There’s you, observer A, standing still beside 2 parallel railway tracks. There’s your friend, observer B, on a train doing 100 metres per second. There’s another train (called C)on the 2nd track doing 110 mps in the same direction. C’s mass is 100kg. The formula for KE is e = mass/2 x velocity^2.
B measures C’s velocity as 10mps (relative to B), so if C slows to 100mps (so it’s at rest for B), B will measure the change in C’s KE as 100kg/2 = 50kg x 10^2mps = 50kg x 100mps = 5000 joules. That’s the energy it took C to slow down.
Now, this 5000 joules is a real, fixed quantity. If B could witness C’s fuel consumption he should see 5000j of fuel burned to slow the train. But what do you see, playing the role of observer A?
You see train C with an initial KE of 100kg/2 = 50kg x 110^2mps = 50ks x 12100j = 605,000j. After C has slowed you measure its final KE to be 100kg/2 = 50kg x 100^2mps = 50ks x 10000j = 500,000j. It follows that C needed 605,000 - 500,000 = 105,000j to slow down.

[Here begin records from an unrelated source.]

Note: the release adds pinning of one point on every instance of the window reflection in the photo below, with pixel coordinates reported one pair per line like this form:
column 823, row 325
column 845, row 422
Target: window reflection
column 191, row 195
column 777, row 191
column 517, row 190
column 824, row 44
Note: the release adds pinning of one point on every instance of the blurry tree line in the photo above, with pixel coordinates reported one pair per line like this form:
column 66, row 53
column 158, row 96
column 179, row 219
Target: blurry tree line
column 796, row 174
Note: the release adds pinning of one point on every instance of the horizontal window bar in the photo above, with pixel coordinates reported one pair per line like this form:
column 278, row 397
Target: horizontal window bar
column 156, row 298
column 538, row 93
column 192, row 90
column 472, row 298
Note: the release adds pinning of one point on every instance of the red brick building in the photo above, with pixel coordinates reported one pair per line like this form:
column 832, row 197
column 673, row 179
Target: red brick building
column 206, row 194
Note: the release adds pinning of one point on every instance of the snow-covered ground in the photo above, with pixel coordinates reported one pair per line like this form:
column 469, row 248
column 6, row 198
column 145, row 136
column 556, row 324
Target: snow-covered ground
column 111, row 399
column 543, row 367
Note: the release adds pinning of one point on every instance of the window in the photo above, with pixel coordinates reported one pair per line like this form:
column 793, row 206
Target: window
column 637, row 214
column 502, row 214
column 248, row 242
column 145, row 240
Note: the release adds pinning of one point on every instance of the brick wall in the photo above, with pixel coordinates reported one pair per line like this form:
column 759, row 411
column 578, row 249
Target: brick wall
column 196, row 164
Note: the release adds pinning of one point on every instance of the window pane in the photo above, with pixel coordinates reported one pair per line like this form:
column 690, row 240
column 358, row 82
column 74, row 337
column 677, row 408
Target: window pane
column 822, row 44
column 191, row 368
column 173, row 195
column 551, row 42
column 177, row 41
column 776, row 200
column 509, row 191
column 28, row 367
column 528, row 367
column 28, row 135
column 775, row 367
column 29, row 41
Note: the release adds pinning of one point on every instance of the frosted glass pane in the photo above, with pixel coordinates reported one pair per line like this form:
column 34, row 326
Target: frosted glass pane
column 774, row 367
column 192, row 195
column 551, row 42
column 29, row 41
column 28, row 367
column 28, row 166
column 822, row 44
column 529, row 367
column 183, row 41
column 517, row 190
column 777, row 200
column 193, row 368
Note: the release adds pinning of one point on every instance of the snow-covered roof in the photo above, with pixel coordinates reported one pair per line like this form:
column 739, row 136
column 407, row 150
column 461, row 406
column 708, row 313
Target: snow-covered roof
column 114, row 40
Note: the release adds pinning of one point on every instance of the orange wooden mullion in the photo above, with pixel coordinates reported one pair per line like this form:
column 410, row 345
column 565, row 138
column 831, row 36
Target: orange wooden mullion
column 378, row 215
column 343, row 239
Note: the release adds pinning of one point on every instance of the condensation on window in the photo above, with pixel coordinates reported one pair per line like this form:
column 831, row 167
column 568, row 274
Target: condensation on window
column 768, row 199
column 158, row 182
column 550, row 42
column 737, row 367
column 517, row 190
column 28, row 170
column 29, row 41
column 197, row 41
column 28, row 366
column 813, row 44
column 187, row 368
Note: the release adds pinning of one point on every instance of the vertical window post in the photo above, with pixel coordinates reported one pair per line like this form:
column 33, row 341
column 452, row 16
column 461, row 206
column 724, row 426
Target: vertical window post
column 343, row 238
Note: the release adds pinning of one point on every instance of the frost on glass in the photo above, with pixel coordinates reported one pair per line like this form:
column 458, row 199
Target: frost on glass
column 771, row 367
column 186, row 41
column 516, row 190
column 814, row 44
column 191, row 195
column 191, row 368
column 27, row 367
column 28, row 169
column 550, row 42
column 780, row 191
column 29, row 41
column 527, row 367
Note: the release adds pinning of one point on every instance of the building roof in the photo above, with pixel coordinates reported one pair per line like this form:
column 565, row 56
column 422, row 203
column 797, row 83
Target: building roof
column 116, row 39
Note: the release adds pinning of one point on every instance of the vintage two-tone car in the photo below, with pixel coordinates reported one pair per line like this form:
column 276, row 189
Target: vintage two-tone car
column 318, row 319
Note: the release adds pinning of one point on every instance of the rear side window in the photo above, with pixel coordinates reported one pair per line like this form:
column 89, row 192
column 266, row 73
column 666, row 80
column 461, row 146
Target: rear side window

This 105,000 joules is also a real, fixed quantity. It’s the energy C needed to use to slow down. If you could witness C’s fuel consumption you should see 105,000j of fuel burned to slow the train. You should measure the brakes ending up with a higher temperature than B measures. You would see C’s brakes getting white hot and B would see them only getting red hot.
What is it about the world in motion that resolves this contradiction?